# Ina Update!!!



## pchrise (Oct 18, 2014)

*Got through she is at home resting after spending the entire time with her husband. She could not receive e-mails or calls. She is in a lot of pain from the accident. maybe next week her husband will come home.  Please keep up the energy, Love and prayer sent both their ways.  they are the sweetest people and need all our good thoughts  .  For now she needs lots of rest.* *Thank you All*


----------



## Debby (Oct 18, 2014)

Glad to hear that you're home Ina if you happen to read here over the next couple days.  Lots of folks are thinking of you!


----------



## Geezerette (Oct 18, 2014)

Sending hopes for healing for Ina & her husband!


----------



## Warrigal (Oct 18, 2014)

Thanks, Pchrise. I'll pass that news on to others I know who are concerned about her.


----------



## Kitties (Oct 18, 2014)

I'm new here but I'm so sorry to hear of all this. Prayers.


----------



## Bettyann (Oct 18, 2014)

Thank you for letting us know about Ina! Hope your pain will go away...far, far away, Ina! It will!! So glad your husband will be able to come soon, too!


----------



## hollydolly (Oct 19, 2014)

Thanks for letting us know Pchrise, 

*For Ina and Michael*


----------



## chic (Oct 19, 2014)

Be well, Ina. We miss you.
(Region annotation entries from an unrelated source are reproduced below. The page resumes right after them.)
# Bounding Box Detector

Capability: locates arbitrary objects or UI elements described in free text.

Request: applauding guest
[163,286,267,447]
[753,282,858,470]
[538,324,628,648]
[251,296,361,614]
Come back to us asap!!


----------



## oakapple (Oct 19, 2014)

Wishing you all the best Ina, for your and your husband's recovery, get well soon. xx


----------



## Lee (Oct 19, 2014)

hoping all will be well for both of you very soon....lee


----------



## GeorgiaXplant (Oct 19, 2014)

Still thinking positive thoughts for you both, Ina!


----------



## Ina (Oct 19, 2014)

Good morning to everyone of you, and thank you for all the positive prayers and energy. 
The doctors said that if Michael keeps improving, he can leave ICU on Monday or Tuesday, to go to the neurology department, and start physical therapy. His speech has almost totally returned to normal, and his left side is still a bit weak.  
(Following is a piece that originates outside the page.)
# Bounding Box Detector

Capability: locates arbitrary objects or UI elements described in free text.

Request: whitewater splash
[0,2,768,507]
I got some sleep last night, and I am headed back up to the hospital in a few minutes. 
One of my step daughters was taking me home from the VA hospital last Thursday night at about 8:00 pm, when we were rear ended on the freeway doing about 55 mph. My spine is pretty sore, and maybe I bruised my kidneys. 
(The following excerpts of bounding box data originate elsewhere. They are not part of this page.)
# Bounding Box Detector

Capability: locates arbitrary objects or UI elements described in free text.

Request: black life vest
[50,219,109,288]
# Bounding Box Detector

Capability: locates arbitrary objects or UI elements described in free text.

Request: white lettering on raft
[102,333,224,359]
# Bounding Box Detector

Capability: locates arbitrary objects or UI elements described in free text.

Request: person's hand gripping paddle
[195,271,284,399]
If they let Michael come home nexted week, I am scheduled to see my doctor. So until then I'll be drinking lots of water.
HappyFlowerLady and Chrise have been kindness itself in trying to keep up with me.  I admit that I should have written to all of you myself, But I was just so frightened about Michael that I guess I've been in a bit of shock.  This has been one the hardest years for us, but as has been said, 'this too shall pass'.  

So many of you have helped me through this year, that all I can say is thank you, and I love all of you. 
This forum might bicker, and go ballistic very once in a while, but it has been the best support teams I've ever had.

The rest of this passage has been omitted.